2社で共同制作したアニメ映画『ジャーニー』は2022年にオランダの映画祭で賞を取るなど、成功を収めた。清水氏は「サウジ企業には莫大な資金力があり、制作した映画を世界中で配給してもらえる。インドネシアやマレーシアなどのイスラム世界でも広く見られていて新鮮だった」と話す。

直近でも、人気アニメ制作会社のウィットスタジオが手がけるオリジナル作品『GREAT PRETENDER razbliuto』(2024年展開予定)で中東・北アフリカ地域でのライセンス展開を任されるなど、業界内での存在感を高めている。

オイルマネーを元手に投資を惜しまないサウジは、日本のアニメ会社にとって魅力的な市場である一方、攻略するうえでの課題も多い。

2022年秋から2023年初にかけてサウジ政府が開催した大規模エンタメイベントにおいて、電通などによる共催で開かれた「ジャパンアニメタウン」。約30タイトルものアニメを楽しめる展示施設が目玉だったが、あるアニメ関係者によれば、スケジュール調整における商慣習の違いなどが原因で展示エリアの施工が間に合わないなど、現場では混乱が生じていたという。

IP・コンテンツ業界では、不完全な出来の展示品やグッズを出すことは御法度とされる。IP価値の毀損につながりかねず、出版社など権利元とのトラブルの原因にもなりやすいためだ。

電通によると、アニメエキスポやアニメタウンの今年度開催は見送る計画だ。電通の担当者は「2022年のイベントにおいて商慣習やスピード感が食い違う中で困難があったのは事実だが、イベントとしては成功に終わった。引き続きサウジとの向き合いを強化しながら、サウジ以外の途上国でも同様の取り組みを広げていきたい」と話す。

それでもサウジを無視できない理由

商慣習や文化の違いにおける苦労は、電通に限った話ではない。困難に直面しながらも、各社はサウジ事業を将来的に価値ある領域と認識しているようだ。

サウジアラビア統計局の国勢調査によれば、サウジアラビア人の63%が30歳未満で、中央年齢は29歳となっている。東映アニメーションの清水氏は「(サウジは)人口のほとんどがアニメのターゲット年齢層で、国のリーダーもアニメが大好きと言っている。これほど魅力的な地域はなく、チャレンジするしかない」と語る。

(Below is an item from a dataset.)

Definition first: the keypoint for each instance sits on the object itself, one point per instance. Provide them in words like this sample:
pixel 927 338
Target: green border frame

エイベックスは電通と同様、今春に現地でアニメイベント「アニメビレッジ」を開催した。近く設立される同社のサウジ現地法人で代表取締役を務める予定の大伴悌二郎氏は、「サウジ政府との直接的なパイプを持つ優位性を生かして、現地における日本エンタメのハブの役割を果たしたい」と意気込む。


日本動画協会の「アニメ産業レポート2022」によれば、Netflixなどの配信プラットフォームの普及により、日本アニメの世界市場規模は海外をドライバーに急拡大している。

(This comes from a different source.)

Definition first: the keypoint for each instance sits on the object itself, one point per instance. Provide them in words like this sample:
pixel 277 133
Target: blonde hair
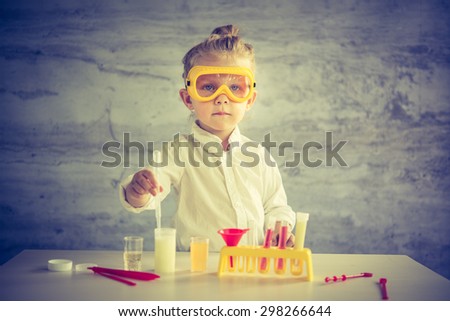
pixel 223 40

アニメプロデュース会社・アーチの平澤直代表は「国内市場には飽和感があり、海外で伸ばしていく必要がある。寡占傾向の強い配信プラットフォームのみに依存するのではなく、サウジなどさまざまなパートナーと組むことで作品の多様性も生まれる」と指摘する。

オイルマネーによって日本アニメはさらなる成長を遂げられるのか。いま各社が直面している苦労は、決して無駄ではないはずだ。